Can a smart lock be hacked?

The cylinder itself is roughly equivalent to a BHMA Grade 2 mechanical deadbolt — same physical security. The "hacking" risk is the WiFi/Bluetooth connection, but a real-world break-in via smart-lock network attack is so rare it is essentially theoretical. Burglars in the Fort Worth area overwhelmingly use brick-through-window or kick-the-door techniques. The strike plate and 3" framing screws are the security investment that matters, not the lock electronics.

What happens if the WiFi or hub goes down?
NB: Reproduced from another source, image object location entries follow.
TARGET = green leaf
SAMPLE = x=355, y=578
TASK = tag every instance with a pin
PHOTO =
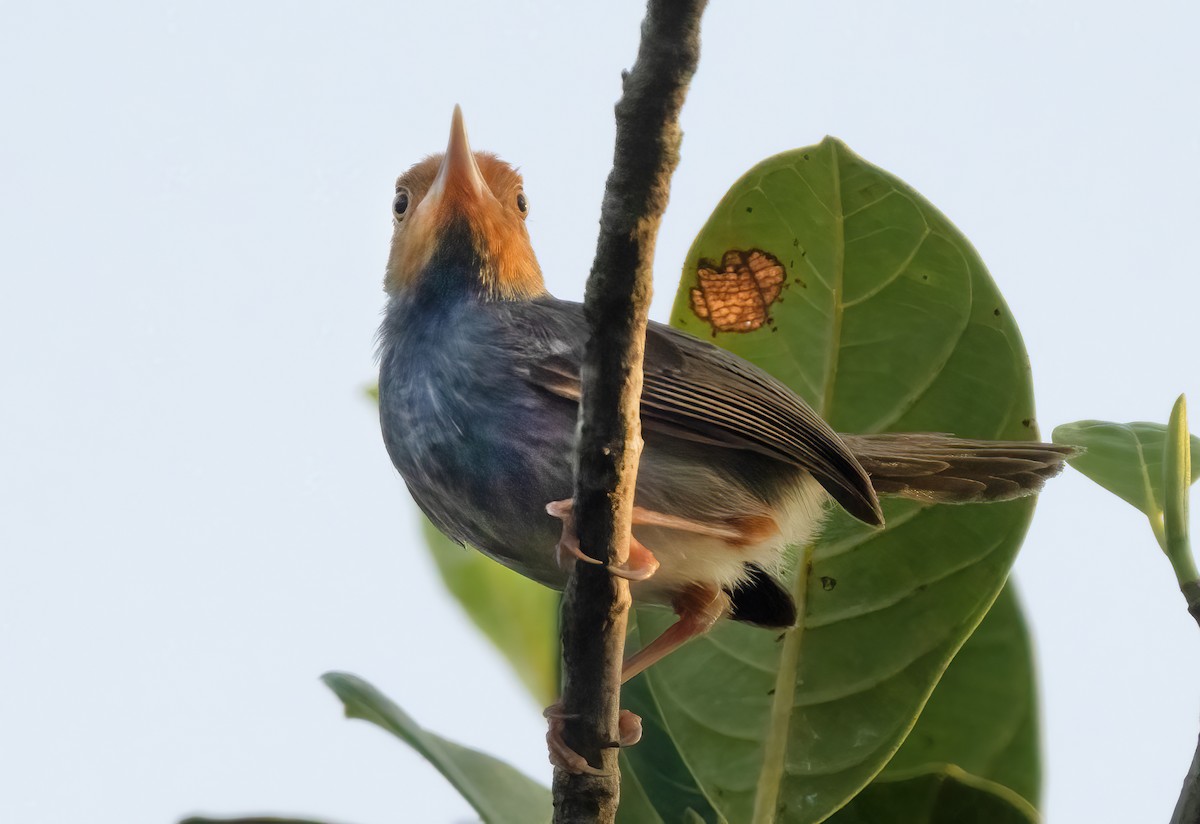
x=499, y=793
x=943, y=794
x=887, y=320
x=664, y=782
x=983, y=714
x=1126, y=459
x=1176, y=481
x=516, y=614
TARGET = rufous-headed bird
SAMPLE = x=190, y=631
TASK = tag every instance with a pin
x=479, y=389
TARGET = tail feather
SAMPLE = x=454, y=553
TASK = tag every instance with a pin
x=945, y=469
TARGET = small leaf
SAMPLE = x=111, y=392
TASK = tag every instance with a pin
x=1176, y=480
x=942, y=794
x=499, y=793
x=250, y=819
x=1126, y=459
x=519, y=615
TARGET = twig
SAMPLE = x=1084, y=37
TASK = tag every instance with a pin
x=595, y=605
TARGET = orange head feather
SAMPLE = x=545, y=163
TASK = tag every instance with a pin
x=479, y=190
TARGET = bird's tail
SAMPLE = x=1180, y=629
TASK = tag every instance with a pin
x=943, y=469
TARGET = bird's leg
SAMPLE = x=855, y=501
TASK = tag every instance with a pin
x=699, y=608
x=640, y=566
x=629, y=732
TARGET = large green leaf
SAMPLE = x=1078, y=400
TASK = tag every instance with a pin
x=943, y=794
x=982, y=719
x=1125, y=458
x=983, y=715
x=499, y=793
x=516, y=614
x=887, y=320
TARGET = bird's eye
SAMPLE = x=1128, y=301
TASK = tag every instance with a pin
x=400, y=205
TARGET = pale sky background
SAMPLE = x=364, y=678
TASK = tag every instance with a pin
x=197, y=516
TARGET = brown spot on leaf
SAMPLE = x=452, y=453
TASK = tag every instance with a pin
x=733, y=296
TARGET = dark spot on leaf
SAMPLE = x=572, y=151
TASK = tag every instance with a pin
x=736, y=294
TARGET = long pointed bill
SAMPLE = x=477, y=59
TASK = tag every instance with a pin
x=459, y=179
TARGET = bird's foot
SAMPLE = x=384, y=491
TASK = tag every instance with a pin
x=629, y=732
x=641, y=565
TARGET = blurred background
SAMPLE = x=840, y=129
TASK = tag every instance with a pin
x=197, y=516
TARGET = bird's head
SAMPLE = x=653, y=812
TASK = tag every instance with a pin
x=459, y=223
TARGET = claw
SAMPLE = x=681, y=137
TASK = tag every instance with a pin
x=629, y=731
x=568, y=549
x=641, y=565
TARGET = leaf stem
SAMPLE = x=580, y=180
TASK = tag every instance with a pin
x=775, y=746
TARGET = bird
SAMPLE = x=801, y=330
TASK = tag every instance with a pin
x=479, y=390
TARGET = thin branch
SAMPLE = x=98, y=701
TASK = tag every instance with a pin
x=595, y=605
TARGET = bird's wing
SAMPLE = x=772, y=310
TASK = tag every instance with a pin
x=696, y=391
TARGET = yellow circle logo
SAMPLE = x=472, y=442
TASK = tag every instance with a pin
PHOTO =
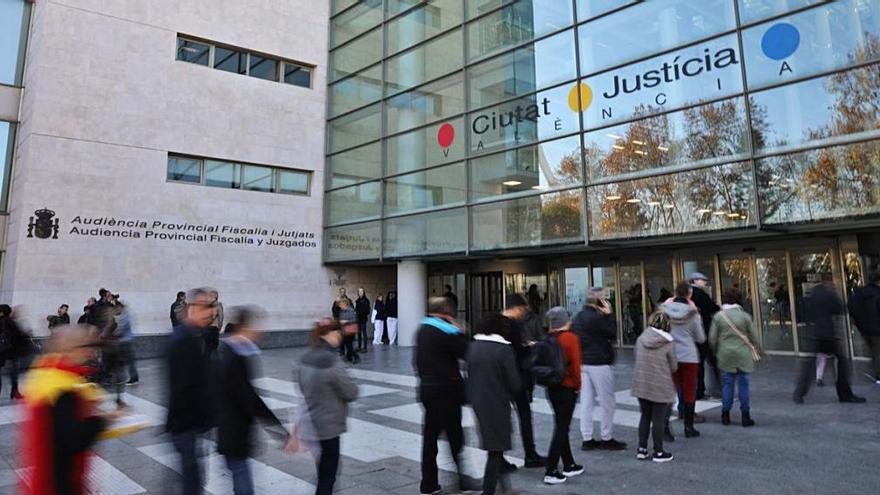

You unlock the door with the physical key (always included with Schlage, Yale, Kwikset) or with the keypad code stored locally on the lock. None of the four major smart locks lose function during a WiFi outage — they only lose remote-unlock and notifications. The deadbolt continues to operate via key, keypad, and Bluetooth proximity.

Will my smart lock work in extreme Fort Worth summer heat?

Yes. All four major brands list operating temperatures from roughly -22°F to +150°F. Direct-sun exposure on a south-facing door in Fort Worth July (130°F surface temp) is within spec. The one thing to watch is battery life — extreme heat accelerates battery drain by 30-50% versus moderate temps.

How long does smart lock installation take?

Per door, 30-50 minutes from start to walking-you-through-the-app. Two doors at a single home, 60-90 minutes total. The biggest variable is the WiFi pairing — older or weaker home WiFi networks sometimes require a network extender near the door to keep the lock connected, and we will tell you on site if that is needed.